The firing of the popular brigadier unleashed a flood of criticism in the press and in the ranks. Ya’alon’s final act was the most incendiary of all: When questioned about the affair in the Knesset Foreign Affairs and Defense Committee, he said that Zakai had a long history of not telling the truth — as though he, as chief of staff, had not trusted Zakai enough to put him in charge of the main theater of war.

Ya’alon’s anger over the press leak — which Zakai denied — also raised memories of an off-the-record briefing that Ya’alon himself gave to three journalists, almost exactly a year ago, in which he voiced criticisms of government policy under a thin veil of anonymity. Ya’alon’s complaint last year was that the government helped bring about the downfall of Abbas during his first stint as Palestinian prime minister by failing to offer him gestures that he could hold up to his followers as achievements.

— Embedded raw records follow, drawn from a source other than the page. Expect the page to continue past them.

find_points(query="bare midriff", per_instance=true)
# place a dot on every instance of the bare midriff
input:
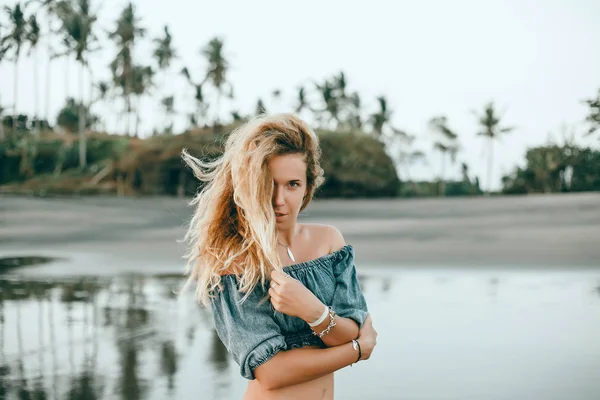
(317, 389)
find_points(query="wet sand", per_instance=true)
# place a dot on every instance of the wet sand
(133, 234)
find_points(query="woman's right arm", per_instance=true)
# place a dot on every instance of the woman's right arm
(251, 335)
(295, 366)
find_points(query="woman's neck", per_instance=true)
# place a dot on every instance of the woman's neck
(287, 236)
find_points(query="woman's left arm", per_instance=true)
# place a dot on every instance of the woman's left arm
(290, 297)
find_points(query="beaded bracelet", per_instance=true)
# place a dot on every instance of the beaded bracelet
(331, 324)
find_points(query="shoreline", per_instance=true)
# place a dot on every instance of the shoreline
(541, 231)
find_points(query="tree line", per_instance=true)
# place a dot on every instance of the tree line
(71, 31)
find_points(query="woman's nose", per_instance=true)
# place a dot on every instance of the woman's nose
(278, 198)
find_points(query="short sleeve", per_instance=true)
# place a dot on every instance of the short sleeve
(247, 329)
(348, 298)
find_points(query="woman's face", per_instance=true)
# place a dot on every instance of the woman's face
(289, 187)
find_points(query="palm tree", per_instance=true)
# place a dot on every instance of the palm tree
(49, 6)
(164, 53)
(126, 34)
(260, 107)
(33, 37)
(142, 81)
(489, 123)
(327, 91)
(78, 23)
(301, 104)
(14, 41)
(217, 70)
(446, 145)
(202, 106)
(168, 104)
(593, 118)
(380, 118)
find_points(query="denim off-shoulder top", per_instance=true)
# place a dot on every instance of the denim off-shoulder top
(253, 332)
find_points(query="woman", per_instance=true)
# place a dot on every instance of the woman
(285, 297)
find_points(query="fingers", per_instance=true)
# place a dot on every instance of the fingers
(274, 287)
(279, 276)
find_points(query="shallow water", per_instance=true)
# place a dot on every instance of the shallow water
(444, 334)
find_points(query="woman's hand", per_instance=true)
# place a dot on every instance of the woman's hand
(289, 296)
(367, 338)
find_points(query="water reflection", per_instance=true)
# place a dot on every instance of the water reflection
(133, 338)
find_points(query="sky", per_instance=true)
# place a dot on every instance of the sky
(536, 60)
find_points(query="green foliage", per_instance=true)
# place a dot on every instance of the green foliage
(551, 169)
(356, 165)
(68, 116)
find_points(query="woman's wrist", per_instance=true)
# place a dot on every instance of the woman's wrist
(315, 313)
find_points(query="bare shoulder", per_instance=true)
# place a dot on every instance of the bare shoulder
(328, 234)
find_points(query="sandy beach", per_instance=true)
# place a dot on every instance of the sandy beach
(129, 233)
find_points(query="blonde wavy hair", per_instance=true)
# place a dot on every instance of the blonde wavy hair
(233, 228)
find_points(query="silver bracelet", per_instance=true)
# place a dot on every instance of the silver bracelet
(331, 324)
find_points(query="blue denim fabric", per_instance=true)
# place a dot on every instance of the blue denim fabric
(253, 332)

This week, perhaps chastened by last year’s stumble, Sharon and his aides were looking for ways to ease Abbas’s path without offering him a bear hug that could discredit him among Palestinians. Sharon told a Likud mayors’ meeting that he might consider coordinating his Gaza withdrawal with the new Palestinian leadership.

Moreover, defense officials said the army had given Palestinian security forces broad leeway to oversee Arafat’s funeral without visible Israeli interference. Ya’alon, however, announced this week that the free hand was only in force during the initial mourning period. Now that it’s over, he said, it’s back to the old rules.